3月9日成田を飛び立ち、赤道を越えてオーストラリアを旅していたところ、同11日、あの東日本大震災が日本を襲った。シドニーからメルボルンの日々、東北の海岸を襲う津波と原発事故のテレビ映像を毎日見ながら、災難を逃れた後ろめたい気持ちで旅をつづけた。帰京後もその思いは重くのしかかったままであったが、4月、今度は私自身が脳梗塞に襲われた。

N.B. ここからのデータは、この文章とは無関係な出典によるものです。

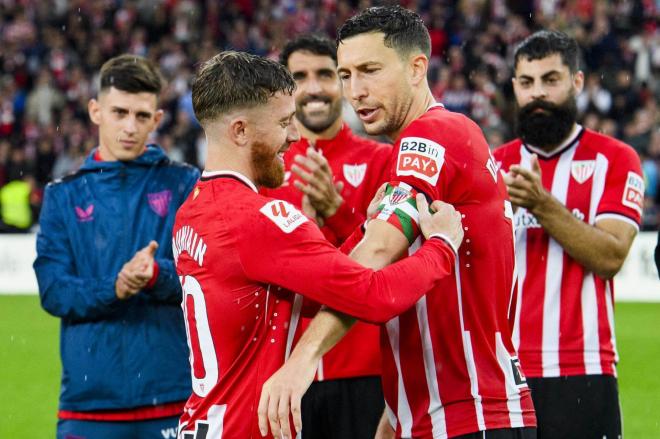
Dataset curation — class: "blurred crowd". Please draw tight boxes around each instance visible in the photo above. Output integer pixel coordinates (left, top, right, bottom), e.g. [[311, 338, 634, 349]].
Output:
[[0, 0, 660, 231]]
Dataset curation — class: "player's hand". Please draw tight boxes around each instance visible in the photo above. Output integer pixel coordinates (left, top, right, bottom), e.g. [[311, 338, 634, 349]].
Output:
[[504, 154, 552, 214], [115, 241, 158, 300], [416, 194, 464, 253], [291, 147, 344, 218], [115, 276, 140, 300], [367, 183, 387, 219], [257, 348, 318, 439]]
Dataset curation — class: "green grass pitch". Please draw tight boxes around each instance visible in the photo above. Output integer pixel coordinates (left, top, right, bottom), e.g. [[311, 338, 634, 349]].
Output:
[[0, 296, 660, 439]]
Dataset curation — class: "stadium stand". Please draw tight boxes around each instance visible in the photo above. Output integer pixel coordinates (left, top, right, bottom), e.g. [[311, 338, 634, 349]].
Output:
[[0, 0, 660, 232]]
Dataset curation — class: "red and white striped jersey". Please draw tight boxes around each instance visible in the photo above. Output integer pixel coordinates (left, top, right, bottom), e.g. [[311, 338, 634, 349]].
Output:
[[173, 172, 455, 439], [377, 105, 536, 439], [494, 126, 644, 377], [260, 124, 392, 381]]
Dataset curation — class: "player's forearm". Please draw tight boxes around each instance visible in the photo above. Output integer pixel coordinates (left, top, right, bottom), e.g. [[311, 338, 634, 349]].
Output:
[[532, 197, 628, 279], [291, 308, 356, 364]]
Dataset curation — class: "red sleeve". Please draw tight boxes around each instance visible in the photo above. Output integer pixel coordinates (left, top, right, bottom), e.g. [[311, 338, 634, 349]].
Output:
[[339, 223, 364, 255], [595, 145, 644, 227], [238, 200, 455, 323]]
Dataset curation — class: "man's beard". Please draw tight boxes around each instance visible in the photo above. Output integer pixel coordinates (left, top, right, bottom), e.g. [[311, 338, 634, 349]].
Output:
[[296, 95, 341, 134], [252, 141, 284, 189], [516, 93, 577, 148]]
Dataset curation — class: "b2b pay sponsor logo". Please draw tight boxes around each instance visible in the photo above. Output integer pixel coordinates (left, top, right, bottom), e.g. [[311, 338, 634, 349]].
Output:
[[259, 200, 307, 233], [396, 137, 445, 185], [621, 172, 644, 214]]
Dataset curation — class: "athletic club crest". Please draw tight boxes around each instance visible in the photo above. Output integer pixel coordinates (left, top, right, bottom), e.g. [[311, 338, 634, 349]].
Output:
[[390, 186, 410, 204], [571, 160, 596, 184], [147, 189, 172, 217], [74, 204, 94, 223], [344, 163, 367, 187]]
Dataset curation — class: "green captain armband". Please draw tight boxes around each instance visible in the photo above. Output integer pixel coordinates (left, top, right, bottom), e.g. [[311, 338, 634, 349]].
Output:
[[374, 182, 420, 245]]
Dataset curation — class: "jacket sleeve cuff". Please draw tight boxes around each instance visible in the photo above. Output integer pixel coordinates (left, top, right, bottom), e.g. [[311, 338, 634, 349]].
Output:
[[145, 260, 160, 290]]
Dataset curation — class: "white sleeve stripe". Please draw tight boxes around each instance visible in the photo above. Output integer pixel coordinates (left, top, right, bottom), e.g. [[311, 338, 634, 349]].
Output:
[[594, 213, 639, 232]]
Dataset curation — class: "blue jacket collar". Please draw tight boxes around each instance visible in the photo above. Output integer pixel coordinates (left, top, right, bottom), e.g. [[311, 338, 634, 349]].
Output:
[[80, 144, 168, 171]]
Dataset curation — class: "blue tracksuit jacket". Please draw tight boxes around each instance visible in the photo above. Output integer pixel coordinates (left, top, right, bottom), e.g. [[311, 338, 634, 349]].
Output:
[[34, 145, 199, 411]]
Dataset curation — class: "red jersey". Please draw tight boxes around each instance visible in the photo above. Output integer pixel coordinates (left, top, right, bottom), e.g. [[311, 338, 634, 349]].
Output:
[[377, 105, 536, 439], [261, 124, 392, 381], [173, 172, 455, 439], [494, 126, 644, 377]]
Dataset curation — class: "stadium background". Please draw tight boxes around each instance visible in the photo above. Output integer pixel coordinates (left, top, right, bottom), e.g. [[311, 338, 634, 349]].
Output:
[[0, 0, 660, 438]]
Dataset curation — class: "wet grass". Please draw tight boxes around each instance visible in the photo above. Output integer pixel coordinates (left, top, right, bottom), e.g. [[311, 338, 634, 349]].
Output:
[[0, 296, 660, 439]]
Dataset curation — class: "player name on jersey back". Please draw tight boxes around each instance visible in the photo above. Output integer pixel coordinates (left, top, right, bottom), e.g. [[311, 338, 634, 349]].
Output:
[[172, 226, 206, 267]]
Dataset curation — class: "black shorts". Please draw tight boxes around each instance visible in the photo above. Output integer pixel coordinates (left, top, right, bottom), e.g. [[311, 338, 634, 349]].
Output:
[[454, 427, 540, 439], [527, 375, 621, 439], [301, 376, 385, 439]]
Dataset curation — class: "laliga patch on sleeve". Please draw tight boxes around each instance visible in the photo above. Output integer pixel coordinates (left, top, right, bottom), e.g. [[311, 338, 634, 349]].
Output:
[[396, 137, 445, 185], [621, 171, 644, 215], [259, 200, 307, 233]]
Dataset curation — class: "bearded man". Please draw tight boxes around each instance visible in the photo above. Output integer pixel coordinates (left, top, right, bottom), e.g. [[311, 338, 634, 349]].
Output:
[[494, 31, 644, 439]]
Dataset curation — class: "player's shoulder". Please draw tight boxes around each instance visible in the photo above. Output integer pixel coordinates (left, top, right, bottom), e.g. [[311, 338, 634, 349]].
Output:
[[162, 159, 200, 177], [400, 106, 474, 145], [253, 198, 309, 234], [580, 128, 638, 159], [493, 138, 522, 161], [342, 126, 392, 153]]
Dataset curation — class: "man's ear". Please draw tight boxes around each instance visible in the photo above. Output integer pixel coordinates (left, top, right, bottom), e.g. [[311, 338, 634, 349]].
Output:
[[154, 109, 165, 129], [87, 98, 101, 125], [227, 115, 250, 146], [409, 53, 429, 85], [573, 70, 584, 96]]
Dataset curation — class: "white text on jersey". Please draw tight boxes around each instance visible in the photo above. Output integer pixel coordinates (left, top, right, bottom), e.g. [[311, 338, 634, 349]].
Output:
[[172, 226, 206, 267]]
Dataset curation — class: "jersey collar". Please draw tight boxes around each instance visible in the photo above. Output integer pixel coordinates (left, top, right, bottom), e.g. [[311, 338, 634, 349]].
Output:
[[305, 122, 351, 151], [523, 123, 584, 159], [201, 170, 259, 193]]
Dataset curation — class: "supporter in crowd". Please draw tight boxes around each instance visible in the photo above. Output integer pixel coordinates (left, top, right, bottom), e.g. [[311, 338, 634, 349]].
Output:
[[494, 31, 644, 439], [0, 0, 660, 229], [34, 55, 199, 439]]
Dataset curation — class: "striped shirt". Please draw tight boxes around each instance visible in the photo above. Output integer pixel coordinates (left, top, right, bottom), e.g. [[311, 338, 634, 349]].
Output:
[[377, 106, 536, 439], [494, 126, 644, 377]]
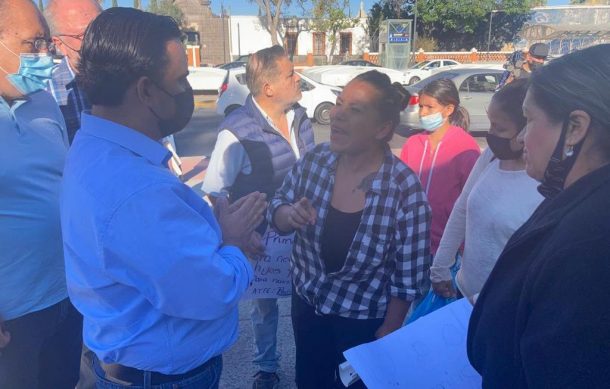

実は昨年暮れにも同じ症状が起こったのだが、しばらくすると収まり、翌日病院にいって検査を受けたが特に異常がなかったのでそのままにしておいた。ところが、今度は職場で発症したので「現行犯」で病院に担ぎ込まれた。病院に着いたころには前回同様収まっていたので、特にどうということはなかったのであるが、MRIはじめあらゆる検査を1週間にわたり受けたので事態はことごとく判明……、「不整脈――心房細動により発生する血溜(血栓)が脳に飛んで起こった梗塞」と診断された。病院に着いた時にはすでに症状は治まっていたので、検査の結果は「左脳にその痕跡がある」という程度であったらしいが…。
その程度であったので、幸いにして現在も殆ど正常通りの生活をしている。ただ、当然予想される再発を防止するため、“血液さらさら薬”と、“心房細動を抑える薬”と、胃潰瘍などで出血しないように“胃の薬”の3種類を常用する身となった。76歳にして初めて「毎日薬を飲む体」になって、いささかうんざりしている。齢からしてやむを得ないとも思いながら…。
入院中、先生と一番議論したのは「酒と脳梗塞の関係」であった。私のしつこい質問に対する先生の言は明確で、「酒と脳梗塞の直接的な関係はない。むしろ飲みたい酒を我慢して起こるストレスの方が悪い。ただ、酒は心房細動の原因となる。これも、少し飲んだら心房細動が収まった、という例もあるが…。ただ、飲み過ぎは悪い。ほどほどにして、かつ週に何回か休肝日を」というものであった
したがって酒は続けている。極力量を減らし、月に1日か2日は絶っている。
おかげで4月から8か月、脳梗塞の症状は起こっていない。何とか今年も、年を越すことができるだろうか?